当面する時期、実践的な面で、ドイツにおけるスターリニスト組織とわれわれとの関係はどうなるだろうか? 当然ながら、同志たちが最も関心を持つのはこの問題である。反対者たちはたずねる、旧党の地方組織とも手を切らなければならないのか、と。いや、それは愚かしいことだろう。あらゆる労働者組織の中から、とりわけ旧党の細胞から(それらが存在するかぎりにおいてだが)、革命家を集める必要がある。第3インターナショナルが第2インターナショナルとの完全な分裂を宣言したときも、このことは共産主義者がかなり長期にわたって社会民主主義諸党の内部で活動するのを妨げなかったばかりか、フランスの党の多数派をその機関紙『ユマニテ』とともに獲得するのを可能にさえした。新党に向かうわれわれの路線はなおのこと、旧党の細胞内においてわれわれが活動を継続するのを妨げることはありえないし、妨げてはならない。
だが、われわれに次のように言って反論する人がいる。新党のスローガンそのものが下部の共産党員をわれわれに対立させる、と。もちろん、このことが理由で、衝突が生じることはある。しかしこれまでも「改革」のスローガンにもかかわらず、そういうことはあった。とはいえ、旧党の活動的細胞の生活においては、われわれの新たな展望に関する問題以上に、彼ら自身の中央委員会との関係に多くの時間が割かれるであろうことは疑いない。この点で、衝突がますます先鋭化すると考えられる。中央委員会はスターリンと自己自身を防衛する。これが彼らの主たる任務である。労働者党員は誠実な回答と明確な展望を要求する。われわれが改革の立場をとっていたとき、規律に違反するようなことを呼びかけはしなかった。今や状況は根本的に変化した。われわれは、無価値な公式文献の配布を拒否することや、機構のボイコット、中央委員会との決裂などを提案するだろう。もちろん、われわれは、個々の細胞の水準や状況全体を考慮しつつ、如才なく賢明にこれを行なうだろう。しかしわれわれの基本路線は新党の路線である。そして、このような路線にもかかわらず、革命的な党細胞とわれわれとの関係は、非合法という新しい状況のもとで、われわれが単なる分派であることを望んでいたこれまでの時期よりも比較にならないくらい友好的になるだろう。このことは疑いない。

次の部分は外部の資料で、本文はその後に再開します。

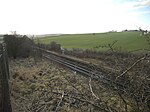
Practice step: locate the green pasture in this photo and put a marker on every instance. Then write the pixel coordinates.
(125, 41)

さらに、問題がドイツ共産党にのみかかわるものではないことを忘れてはならない。社会民主党の政治的崩壊は、その中から新しい「独立」党が登場する可能性を著しく高めている。スターリニスト機構がこの左翼社会民主主義者を自分の側にひきつける、あるいはさらに進んで彼らに革命的影響を及ぼすことが可能であると、たとえ一瞬でも考えることができるだろうか? およそありえないことである。スターリニストは、そのすべての過去――彼らはこれを否定することができないし、そのつもりもない――と同様、その最後通牒主義ゆえに、ウェルスのために畑のカカシの役割を果すことで、社会民主党内反対派の発展を妨げるだけである。この観点からしても、新党の展望は否応なく日程にのぼってくるだろう。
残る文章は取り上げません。